Sur médiapart Un Interview de Jean louis Laville qui a co-dirigeait avec Jose Luis Coraggio Les Gauches du XXIe siècle. Un dialogue Nord-Sud,aux editions du bord de l'eau, à lire en urgence
« Il n’y a pas d'alternative à gauche », martelait François Hollande le 17 mai dernier, dans un mélange de wishful thinking et de complexe de supériorité. Bien au contraire, répondent les auteurs d’un ouvrage aussi massif que collectif (vingt-huit auteurs et 490 pages) intitulé Les Gauches du XXIe siècle. Un dialogue Nord-Sud, publié en français par Le Bord de l’eau, après être paru en espagnol l’an dernier.
La spécificité de ce livre est en effet d’avoir été écrit à parts égales par des chercheurs et des penseurs européens et sud-américains. Issu d’un travail de près de dix ans, lancé lors du Forum social mondial, il ne constitue pas un objet homogène ni ne trace une ligne politique unique. Mais il entend montrer qu’en dépit du reflux des gauches qui ont accédé au pouvoir dans plusieurs pays d’Amérique du Sud, même compte tenu des dérives autoritaires de l’Équateur ou de l’implosion politique et sociale du Venezuela par exemple, il y aurait là un “patrimoine” d’expériences à exploiter.
Manières de penser le monde, façons de conquérir le pouvoir et de l’exercer, politiques nationales ou initiatives locales… Du Brésil à la Bolivie, la volonté de transformation sociale qui s’est exprimée ces dernières années en Amérique du Sud peut fournir un répertoire d’exemples, voire de modèles, à une social-démocratie laminée et à une gauche exsangue pour ce qui concerne l’Europe. À condition de prendre aussi en compte certains échecs édifiants ou dérives inquiétantes, de ne pas croire qu’on peut décalquer facilement un continent sur l’autre, et d’inscrire les transformations nécessaires dans une perspective commune, qui ne sépare plus le destin du Sud de celui du Nord, à l’heure des ressources planétaires finies et de l’anthropocène.

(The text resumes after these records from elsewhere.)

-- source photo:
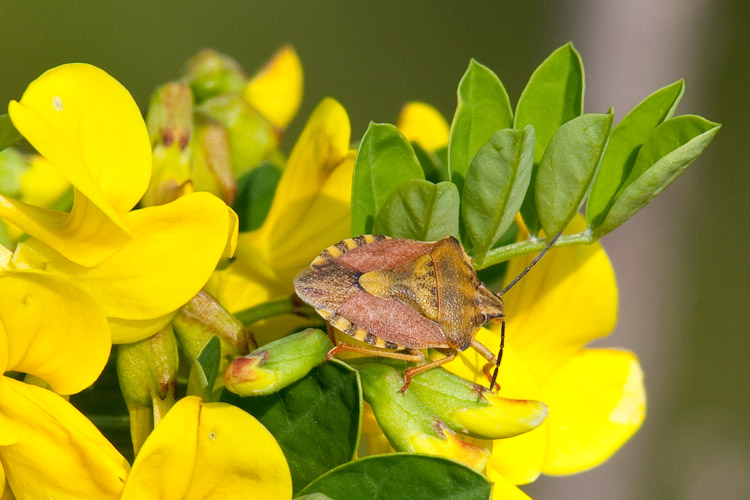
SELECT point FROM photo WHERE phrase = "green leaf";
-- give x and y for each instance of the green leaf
(384, 160)
(402, 476)
(670, 148)
(553, 96)
(496, 184)
(13, 165)
(8, 133)
(568, 167)
(483, 109)
(434, 169)
(420, 210)
(623, 146)
(315, 420)
(255, 190)
(203, 372)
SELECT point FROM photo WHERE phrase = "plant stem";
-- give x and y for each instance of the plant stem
(276, 307)
(508, 252)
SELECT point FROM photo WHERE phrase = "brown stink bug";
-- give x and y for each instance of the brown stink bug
(401, 294)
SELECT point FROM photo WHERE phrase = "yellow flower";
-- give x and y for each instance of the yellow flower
(53, 330)
(423, 124)
(596, 397)
(139, 265)
(310, 210)
(208, 451)
(276, 90)
(48, 449)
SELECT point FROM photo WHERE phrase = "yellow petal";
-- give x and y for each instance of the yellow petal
(502, 489)
(174, 250)
(310, 210)
(51, 329)
(276, 90)
(3, 483)
(320, 149)
(567, 300)
(42, 184)
(88, 125)
(518, 459)
(241, 285)
(324, 221)
(423, 124)
(209, 451)
(597, 401)
(86, 235)
(59, 453)
(127, 331)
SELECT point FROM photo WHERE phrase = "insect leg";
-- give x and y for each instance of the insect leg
(499, 353)
(491, 360)
(409, 373)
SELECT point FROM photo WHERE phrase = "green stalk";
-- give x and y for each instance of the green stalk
(508, 252)
(276, 307)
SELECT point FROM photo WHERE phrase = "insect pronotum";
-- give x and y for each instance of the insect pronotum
(405, 295)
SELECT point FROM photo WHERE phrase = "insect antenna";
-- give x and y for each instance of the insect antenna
(533, 263)
(510, 285)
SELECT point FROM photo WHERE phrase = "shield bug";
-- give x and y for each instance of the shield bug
(404, 295)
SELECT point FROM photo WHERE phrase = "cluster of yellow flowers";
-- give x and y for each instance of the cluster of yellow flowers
(105, 273)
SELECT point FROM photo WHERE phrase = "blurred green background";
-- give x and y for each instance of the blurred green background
(681, 263)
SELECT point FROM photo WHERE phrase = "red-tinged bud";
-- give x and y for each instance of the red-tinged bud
(408, 423)
(210, 73)
(277, 364)
(196, 324)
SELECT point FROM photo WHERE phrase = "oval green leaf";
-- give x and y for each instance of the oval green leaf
(483, 108)
(434, 169)
(667, 152)
(496, 184)
(568, 167)
(402, 476)
(420, 210)
(553, 96)
(204, 369)
(385, 160)
(8, 133)
(255, 190)
(623, 146)
(315, 420)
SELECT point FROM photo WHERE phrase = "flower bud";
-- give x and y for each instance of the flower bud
(409, 425)
(196, 324)
(277, 364)
(210, 73)
(212, 163)
(472, 409)
(147, 374)
(251, 136)
(170, 126)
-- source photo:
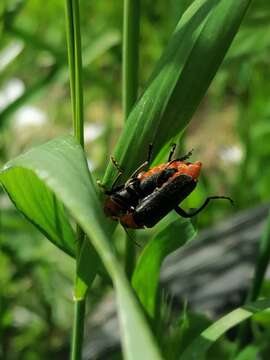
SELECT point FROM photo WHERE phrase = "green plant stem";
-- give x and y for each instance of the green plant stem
(131, 32)
(76, 86)
(78, 325)
(262, 262)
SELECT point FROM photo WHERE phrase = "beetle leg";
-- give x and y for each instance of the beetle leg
(120, 172)
(172, 152)
(183, 213)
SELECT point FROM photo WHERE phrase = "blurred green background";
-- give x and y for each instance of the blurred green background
(35, 277)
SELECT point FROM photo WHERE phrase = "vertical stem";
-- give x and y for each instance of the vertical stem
(77, 339)
(131, 32)
(75, 68)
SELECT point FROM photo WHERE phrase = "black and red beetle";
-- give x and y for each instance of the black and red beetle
(124, 198)
(148, 196)
(161, 201)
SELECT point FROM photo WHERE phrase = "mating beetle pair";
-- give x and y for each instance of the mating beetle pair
(148, 196)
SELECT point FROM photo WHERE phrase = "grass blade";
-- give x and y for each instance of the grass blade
(199, 347)
(182, 76)
(145, 279)
(62, 166)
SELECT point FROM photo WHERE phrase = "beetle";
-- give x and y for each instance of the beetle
(161, 201)
(124, 198)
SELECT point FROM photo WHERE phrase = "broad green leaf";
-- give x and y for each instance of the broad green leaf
(180, 80)
(145, 279)
(197, 350)
(62, 166)
(40, 206)
(249, 353)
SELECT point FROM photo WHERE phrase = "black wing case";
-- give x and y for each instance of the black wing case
(158, 204)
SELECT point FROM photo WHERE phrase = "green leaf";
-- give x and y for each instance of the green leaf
(40, 206)
(180, 80)
(199, 347)
(62, 166)
(175, 233)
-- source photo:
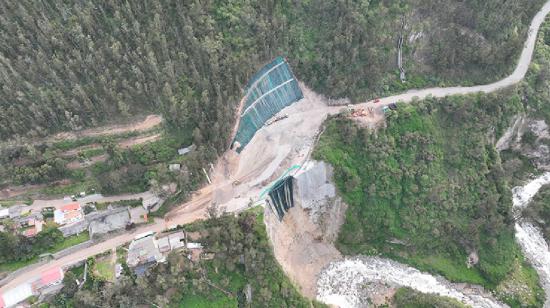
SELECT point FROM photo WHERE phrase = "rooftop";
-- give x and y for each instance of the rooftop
(144, 250)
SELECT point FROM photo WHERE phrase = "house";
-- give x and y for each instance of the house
(144, 251)
(150, 202)
(51, 277)
(67, 214)
(31, 225)
(171, 242)
(16, 295)
(4, 213)
(186, 150)
(174, 167)
(48, 278)
(15, 211)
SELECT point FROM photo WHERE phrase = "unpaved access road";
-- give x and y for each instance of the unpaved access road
(298, 131)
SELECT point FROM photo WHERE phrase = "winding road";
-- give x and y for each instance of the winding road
(196, 208)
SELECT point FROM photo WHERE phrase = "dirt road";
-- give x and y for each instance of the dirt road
(297, 132)
(37, 205)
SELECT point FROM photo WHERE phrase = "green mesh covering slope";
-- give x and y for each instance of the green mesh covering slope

La social-démocratie de l'après-Seconde Guerre mondiale avait pu dissimuler ses faiblesses endogènes derrière l'ampleur de l'expansion économique, mais ce n’est plus le cas. Pour les auteurs de l’ouvrage, la gauche européenne restera bloquée tant qu'elle demeurera pensée comme le produit d'une histoire identifiée au socialisme, où l'on aurait eu un socialisme utopique originel, ensuite divisé entre une branche bolchevique, sous la forme du socialisme scientifique, et une branche sociale-démocrate. On le constate facilement aujourd’hui : cette histoire, qui recouvre l'alternative entre révolution et réformisme, n’a pas été “réglée” par la chute d’un communisme laissant toute la place à une social-démocratie aujourd’hui déstabilisée en profondeur.
Repenser la présence d’un État qui ne soit pas simplement le retour à l’État providence, dont les ressorts technocratiques et westphaliens sont devenus obsolètes, faire ressurgir la mémoire et les pratiques de l'« associationnisme », « démarchandiser » les sociétés, en finir avec des formes de « fétichisme politique », permettre une pluralité institutionnelle et une diversité démocratique… Autant de pistes explorées par les auteurs de cet ouvrage, parce que, comme l’écrit l’économiste argentin José-Luis Coraggio, l’un des deux directeurs de l’ouvrage, « si le sens des nouvelles gauches est de protéger l'humanité du suicide collectif auquel la mondialisation capitaliste la conduit, cela suppose non seulement d'identifier les tâches politiques spécifiques de chaque réalité locale, mais aussi de lutter ensemble, Nord et Sud, contre les valeurs encore hégémoniques de capitalisme et de modernité, de colonialité et de patriarcat ».